The gut performs a wide array of functions ranging from digestion and absorption across different compartments along the gut. Additionally, there is a precise activity of skeletal muscles and smooth muscles that allow the contractions of the gut. The secretion of mucus, enzymes and salts occurs at correct timing and intervals. The epithelial barrier between the lumen and the inner environment not only absorbs but also does not allow the leakage of materials in the intestine such as the enzymes or bacteria into the inner environment. There are also immune cells in the barrier that maintain the immunity of the gut. The enteric nervous system (ENS) regulates all these activities. This system is composed of 100 million neurons and usually functions in sync with the central nervous system (CNS).
However, research published by Rao and Gershon in 2016 in Nature reviews Gastroenterology & hepatology, states that the presence of intrinsic microcircuits in the ENS can allow this system to work autonomously without the CNS. Also, the anatomy, signaling circuits, and neurotransmitters are the same in both the CNS and ENS with many CNS diseases affecting the gut!
For example, research in The Journal of Autism and Developmental Disorders by Marler reviewed that the blood of autism spectrum disorder (ASD) patients had higher levels of serotonin (5-HT) that is secreted by the gut. This was connected to the gastrointestinal symptoms such as stool retention or stomach pain seen in these patients. The report also showed the latency of varicella-zoster virus (VZV; the causative agent of chickenpox and shingles) in many neurons including the neurons of the ENS. A mutation called Gly93Ala in superoxide dismutase (SOD1) in mice associated with Amyotrophic lateral sclerosis (a neurodegenerative disease) shows damaged Paneth cells of the gut!
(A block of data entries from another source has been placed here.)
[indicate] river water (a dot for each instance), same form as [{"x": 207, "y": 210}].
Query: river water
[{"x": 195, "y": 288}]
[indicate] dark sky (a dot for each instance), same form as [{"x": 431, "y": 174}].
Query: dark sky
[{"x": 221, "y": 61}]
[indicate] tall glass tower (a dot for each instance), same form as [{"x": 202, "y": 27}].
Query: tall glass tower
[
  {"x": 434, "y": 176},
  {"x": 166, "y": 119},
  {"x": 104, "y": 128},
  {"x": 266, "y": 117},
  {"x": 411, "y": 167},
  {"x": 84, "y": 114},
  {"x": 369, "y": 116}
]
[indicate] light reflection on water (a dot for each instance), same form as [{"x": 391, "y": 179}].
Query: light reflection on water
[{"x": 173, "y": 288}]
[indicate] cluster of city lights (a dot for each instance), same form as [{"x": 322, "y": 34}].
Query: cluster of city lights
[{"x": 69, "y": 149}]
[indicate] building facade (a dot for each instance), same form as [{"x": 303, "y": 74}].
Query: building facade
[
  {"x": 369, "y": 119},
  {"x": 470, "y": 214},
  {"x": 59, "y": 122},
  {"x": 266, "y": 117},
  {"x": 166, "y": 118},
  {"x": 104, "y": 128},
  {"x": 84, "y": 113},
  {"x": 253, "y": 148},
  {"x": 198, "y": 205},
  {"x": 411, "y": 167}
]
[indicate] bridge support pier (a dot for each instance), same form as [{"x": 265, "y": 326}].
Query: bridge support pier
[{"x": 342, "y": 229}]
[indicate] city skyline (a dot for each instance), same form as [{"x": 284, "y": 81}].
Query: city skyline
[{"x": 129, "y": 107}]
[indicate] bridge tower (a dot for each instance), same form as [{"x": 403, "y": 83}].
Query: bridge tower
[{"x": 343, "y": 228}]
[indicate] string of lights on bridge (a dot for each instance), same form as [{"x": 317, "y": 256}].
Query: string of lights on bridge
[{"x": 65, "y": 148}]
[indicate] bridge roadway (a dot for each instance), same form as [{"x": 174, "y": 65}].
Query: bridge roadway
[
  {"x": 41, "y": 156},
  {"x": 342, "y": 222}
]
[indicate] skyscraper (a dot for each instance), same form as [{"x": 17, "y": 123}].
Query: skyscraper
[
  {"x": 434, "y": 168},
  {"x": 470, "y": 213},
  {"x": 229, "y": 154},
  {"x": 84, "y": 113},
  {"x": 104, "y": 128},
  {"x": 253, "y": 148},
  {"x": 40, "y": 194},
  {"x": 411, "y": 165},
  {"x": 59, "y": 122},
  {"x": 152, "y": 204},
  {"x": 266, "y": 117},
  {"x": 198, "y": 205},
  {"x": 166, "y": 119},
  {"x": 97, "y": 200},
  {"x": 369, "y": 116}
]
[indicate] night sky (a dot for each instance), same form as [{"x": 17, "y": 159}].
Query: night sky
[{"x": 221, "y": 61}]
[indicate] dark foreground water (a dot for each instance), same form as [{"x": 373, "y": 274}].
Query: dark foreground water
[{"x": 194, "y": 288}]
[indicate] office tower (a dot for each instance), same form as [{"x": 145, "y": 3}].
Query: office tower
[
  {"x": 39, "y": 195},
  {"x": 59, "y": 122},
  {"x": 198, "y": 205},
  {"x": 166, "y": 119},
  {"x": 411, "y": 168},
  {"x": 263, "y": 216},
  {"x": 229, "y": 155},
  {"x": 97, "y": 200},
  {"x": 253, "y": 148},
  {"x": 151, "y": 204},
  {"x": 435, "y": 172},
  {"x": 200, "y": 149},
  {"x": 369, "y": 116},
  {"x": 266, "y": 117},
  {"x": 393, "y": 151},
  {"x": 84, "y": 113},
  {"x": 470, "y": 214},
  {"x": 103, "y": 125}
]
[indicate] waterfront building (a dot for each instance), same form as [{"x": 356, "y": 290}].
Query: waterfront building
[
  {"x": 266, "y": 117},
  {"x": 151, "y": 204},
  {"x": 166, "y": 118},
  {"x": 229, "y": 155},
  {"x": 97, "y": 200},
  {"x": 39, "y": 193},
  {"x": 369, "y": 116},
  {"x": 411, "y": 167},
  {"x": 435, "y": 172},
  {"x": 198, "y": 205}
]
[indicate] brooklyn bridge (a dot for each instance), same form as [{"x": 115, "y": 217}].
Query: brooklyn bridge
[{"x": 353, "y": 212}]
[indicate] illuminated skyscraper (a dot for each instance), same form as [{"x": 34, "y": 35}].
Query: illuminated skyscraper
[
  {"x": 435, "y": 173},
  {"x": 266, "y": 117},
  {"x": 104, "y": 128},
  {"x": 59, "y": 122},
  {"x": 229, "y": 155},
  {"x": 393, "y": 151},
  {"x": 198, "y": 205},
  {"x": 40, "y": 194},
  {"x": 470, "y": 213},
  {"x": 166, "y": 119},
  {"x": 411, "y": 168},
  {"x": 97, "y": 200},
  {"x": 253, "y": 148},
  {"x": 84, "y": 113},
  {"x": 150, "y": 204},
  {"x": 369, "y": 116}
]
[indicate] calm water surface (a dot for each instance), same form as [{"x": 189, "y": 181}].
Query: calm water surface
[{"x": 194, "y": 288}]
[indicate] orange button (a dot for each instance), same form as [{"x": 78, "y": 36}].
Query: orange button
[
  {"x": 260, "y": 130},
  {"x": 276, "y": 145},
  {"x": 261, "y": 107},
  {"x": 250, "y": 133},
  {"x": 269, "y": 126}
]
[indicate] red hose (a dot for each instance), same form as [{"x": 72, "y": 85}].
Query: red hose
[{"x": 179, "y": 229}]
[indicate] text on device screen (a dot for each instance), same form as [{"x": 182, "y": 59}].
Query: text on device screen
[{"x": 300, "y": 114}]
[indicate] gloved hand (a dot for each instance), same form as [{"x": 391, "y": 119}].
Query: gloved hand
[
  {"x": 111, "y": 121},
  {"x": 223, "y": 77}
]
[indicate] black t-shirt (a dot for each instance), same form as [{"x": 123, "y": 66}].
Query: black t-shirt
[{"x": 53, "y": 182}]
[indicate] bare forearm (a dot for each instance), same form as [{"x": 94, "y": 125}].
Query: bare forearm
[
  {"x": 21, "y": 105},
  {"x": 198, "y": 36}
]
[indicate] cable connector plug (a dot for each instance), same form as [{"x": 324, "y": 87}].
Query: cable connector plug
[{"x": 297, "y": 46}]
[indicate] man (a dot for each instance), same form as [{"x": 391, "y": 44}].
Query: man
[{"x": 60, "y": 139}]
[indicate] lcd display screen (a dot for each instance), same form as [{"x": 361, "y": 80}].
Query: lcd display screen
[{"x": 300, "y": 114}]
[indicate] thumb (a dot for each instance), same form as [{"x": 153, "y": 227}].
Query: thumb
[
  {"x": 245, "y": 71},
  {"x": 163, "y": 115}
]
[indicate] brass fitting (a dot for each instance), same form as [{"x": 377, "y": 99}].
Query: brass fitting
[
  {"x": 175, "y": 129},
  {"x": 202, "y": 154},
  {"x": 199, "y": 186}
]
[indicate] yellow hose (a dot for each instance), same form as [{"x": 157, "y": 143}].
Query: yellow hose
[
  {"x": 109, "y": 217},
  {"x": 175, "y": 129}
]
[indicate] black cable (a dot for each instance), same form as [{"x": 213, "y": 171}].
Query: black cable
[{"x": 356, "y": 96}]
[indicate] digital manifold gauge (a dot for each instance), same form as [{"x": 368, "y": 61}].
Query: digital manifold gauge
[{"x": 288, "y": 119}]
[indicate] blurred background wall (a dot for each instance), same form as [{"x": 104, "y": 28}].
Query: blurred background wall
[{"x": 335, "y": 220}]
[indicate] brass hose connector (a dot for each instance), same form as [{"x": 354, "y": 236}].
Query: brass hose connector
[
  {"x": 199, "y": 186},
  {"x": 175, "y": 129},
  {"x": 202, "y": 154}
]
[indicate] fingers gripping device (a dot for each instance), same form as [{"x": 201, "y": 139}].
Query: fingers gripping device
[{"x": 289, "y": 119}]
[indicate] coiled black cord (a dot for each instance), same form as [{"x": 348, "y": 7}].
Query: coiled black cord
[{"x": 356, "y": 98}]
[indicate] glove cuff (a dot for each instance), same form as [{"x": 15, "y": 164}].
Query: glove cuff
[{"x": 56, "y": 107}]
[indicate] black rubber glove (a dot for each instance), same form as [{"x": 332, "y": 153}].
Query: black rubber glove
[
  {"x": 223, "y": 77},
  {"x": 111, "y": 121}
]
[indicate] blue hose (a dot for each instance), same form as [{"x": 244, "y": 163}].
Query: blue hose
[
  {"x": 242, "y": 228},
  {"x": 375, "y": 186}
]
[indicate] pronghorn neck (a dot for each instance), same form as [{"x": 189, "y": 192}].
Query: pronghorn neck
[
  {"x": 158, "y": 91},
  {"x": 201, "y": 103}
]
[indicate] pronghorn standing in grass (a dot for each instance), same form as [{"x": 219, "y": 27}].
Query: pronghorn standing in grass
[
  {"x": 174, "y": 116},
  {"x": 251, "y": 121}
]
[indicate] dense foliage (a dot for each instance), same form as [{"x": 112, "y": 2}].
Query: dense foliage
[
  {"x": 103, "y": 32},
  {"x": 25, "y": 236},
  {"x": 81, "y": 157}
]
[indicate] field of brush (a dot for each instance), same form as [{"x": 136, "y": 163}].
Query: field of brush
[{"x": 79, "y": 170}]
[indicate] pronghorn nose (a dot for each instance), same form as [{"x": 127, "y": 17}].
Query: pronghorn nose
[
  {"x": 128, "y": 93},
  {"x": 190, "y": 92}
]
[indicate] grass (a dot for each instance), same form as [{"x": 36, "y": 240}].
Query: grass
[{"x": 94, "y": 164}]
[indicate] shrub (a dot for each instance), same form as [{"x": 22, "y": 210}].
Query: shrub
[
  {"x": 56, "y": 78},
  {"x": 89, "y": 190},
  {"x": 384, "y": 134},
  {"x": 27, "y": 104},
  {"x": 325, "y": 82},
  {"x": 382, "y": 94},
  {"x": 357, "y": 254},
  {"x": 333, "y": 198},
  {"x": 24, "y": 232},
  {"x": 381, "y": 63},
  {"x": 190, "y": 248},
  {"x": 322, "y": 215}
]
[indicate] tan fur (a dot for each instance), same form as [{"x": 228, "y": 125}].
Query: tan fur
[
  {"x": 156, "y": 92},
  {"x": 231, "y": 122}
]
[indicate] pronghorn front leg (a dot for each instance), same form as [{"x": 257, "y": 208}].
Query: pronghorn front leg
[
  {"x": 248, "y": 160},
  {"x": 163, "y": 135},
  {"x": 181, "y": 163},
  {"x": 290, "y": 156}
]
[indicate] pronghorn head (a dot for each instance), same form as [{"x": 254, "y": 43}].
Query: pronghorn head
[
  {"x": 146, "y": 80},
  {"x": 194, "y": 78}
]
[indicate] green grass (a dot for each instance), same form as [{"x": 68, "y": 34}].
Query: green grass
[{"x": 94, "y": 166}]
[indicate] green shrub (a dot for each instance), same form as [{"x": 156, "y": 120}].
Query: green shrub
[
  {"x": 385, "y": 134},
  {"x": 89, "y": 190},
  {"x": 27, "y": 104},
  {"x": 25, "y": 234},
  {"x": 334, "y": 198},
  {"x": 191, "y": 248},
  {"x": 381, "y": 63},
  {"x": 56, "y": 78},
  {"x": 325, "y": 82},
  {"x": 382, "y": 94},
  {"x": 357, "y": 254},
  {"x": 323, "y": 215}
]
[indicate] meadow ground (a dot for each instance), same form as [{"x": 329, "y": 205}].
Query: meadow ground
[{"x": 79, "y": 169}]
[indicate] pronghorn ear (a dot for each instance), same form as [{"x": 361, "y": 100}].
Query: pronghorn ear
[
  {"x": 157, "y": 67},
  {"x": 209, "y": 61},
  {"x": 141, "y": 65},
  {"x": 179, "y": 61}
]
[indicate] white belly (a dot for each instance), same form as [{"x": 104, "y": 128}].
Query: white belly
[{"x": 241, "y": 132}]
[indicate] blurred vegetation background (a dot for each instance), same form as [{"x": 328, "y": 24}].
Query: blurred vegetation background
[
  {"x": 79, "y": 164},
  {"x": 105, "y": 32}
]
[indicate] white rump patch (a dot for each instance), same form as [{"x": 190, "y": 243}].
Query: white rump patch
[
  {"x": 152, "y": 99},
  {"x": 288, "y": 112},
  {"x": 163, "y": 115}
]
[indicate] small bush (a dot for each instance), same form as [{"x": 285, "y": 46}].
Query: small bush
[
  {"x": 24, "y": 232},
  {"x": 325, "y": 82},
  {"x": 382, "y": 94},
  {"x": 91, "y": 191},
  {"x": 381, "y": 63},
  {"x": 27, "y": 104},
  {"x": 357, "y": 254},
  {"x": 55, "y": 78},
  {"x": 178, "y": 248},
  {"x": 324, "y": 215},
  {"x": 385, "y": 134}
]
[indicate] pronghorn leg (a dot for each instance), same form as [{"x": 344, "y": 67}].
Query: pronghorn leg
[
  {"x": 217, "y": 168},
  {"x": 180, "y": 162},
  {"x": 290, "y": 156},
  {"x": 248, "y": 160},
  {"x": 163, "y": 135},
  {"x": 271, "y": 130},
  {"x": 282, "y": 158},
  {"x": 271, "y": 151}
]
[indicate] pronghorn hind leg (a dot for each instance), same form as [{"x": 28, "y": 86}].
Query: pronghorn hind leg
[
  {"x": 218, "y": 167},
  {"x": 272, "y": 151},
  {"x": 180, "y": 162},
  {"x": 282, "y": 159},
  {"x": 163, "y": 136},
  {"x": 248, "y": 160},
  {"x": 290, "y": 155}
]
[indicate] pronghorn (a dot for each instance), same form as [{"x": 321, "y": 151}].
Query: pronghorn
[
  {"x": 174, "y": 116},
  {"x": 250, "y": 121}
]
Things get even more interesting when Hsiao and team showed that the host gut microbiota is vital in the “leaky gut” seen in autism spectrum disorder (ASD). The 2013-published Cell article showed that the intestine was repaired when Bacteroides fragilis was administered to an ASD-mice model that also improved several symptoms of ASD in the mice. This opens up the possibility of addressing ASD by targeting the ENS.
These multiple implications of the ENS have earned it the name “the second brain”. In order to develop a system to study the ENS further, researchers, Zhang and Hu published an article in Methods in molecular biology to establish a primary culture of mouse ENS neurons. Few points for successful culture suggested are given below:
- Collagenase was first used to separate the smooth muscle layer and myenteric plexus; the latter was treated with trypsin. Culture conditions allow the survival of only the neurons and glia with the smooth muscle cells dying.
- The collagenase digestion step should be checked every 5 minutes and should be terminated when the tissue becomes white.
- As the myenteric plexus is between muscles, contamination from the lumen is lowered by removing the mucosa and sub-mucosa.
- Attachment of neurons is facilitated by the use of poly-D-lysine/laminin coating or Matrigel™ matrix coating on coverslips that allow the successful culture.
Thus, such primary cultures of the “second brain” can allow the study of physiology and chemical molecules used to treat diseases. Ultimately, the research aims at addressing the root cause of diseases that can be facilitated by such cultures.
Rao, M., & Gershon, M. D. (2016). The bowel and beyond: the enteric nervous system in neurological disorders. Nature reviews. Gastroenterology & hepatology, 13(9), 517–528.
Marler S, et al. Brief report: whole blood serotonin levels and gastrointestinal symptoms in autism spectrum disorder. The Journal of Autism and Developmental Disorders. 2016;46:1124–1130.
Hsiao EY, et al. Microbiota modulate behavioral and physiological abnormalities associated with neurodevelopmental disorders. Cell. 2013;155:1451–1463.
Zhang, Y., & Hu, W. (2013). Mouse enteric neuronal cell culture. Methods in molecular biology (Clifton, N.J.), 1078, 55–63.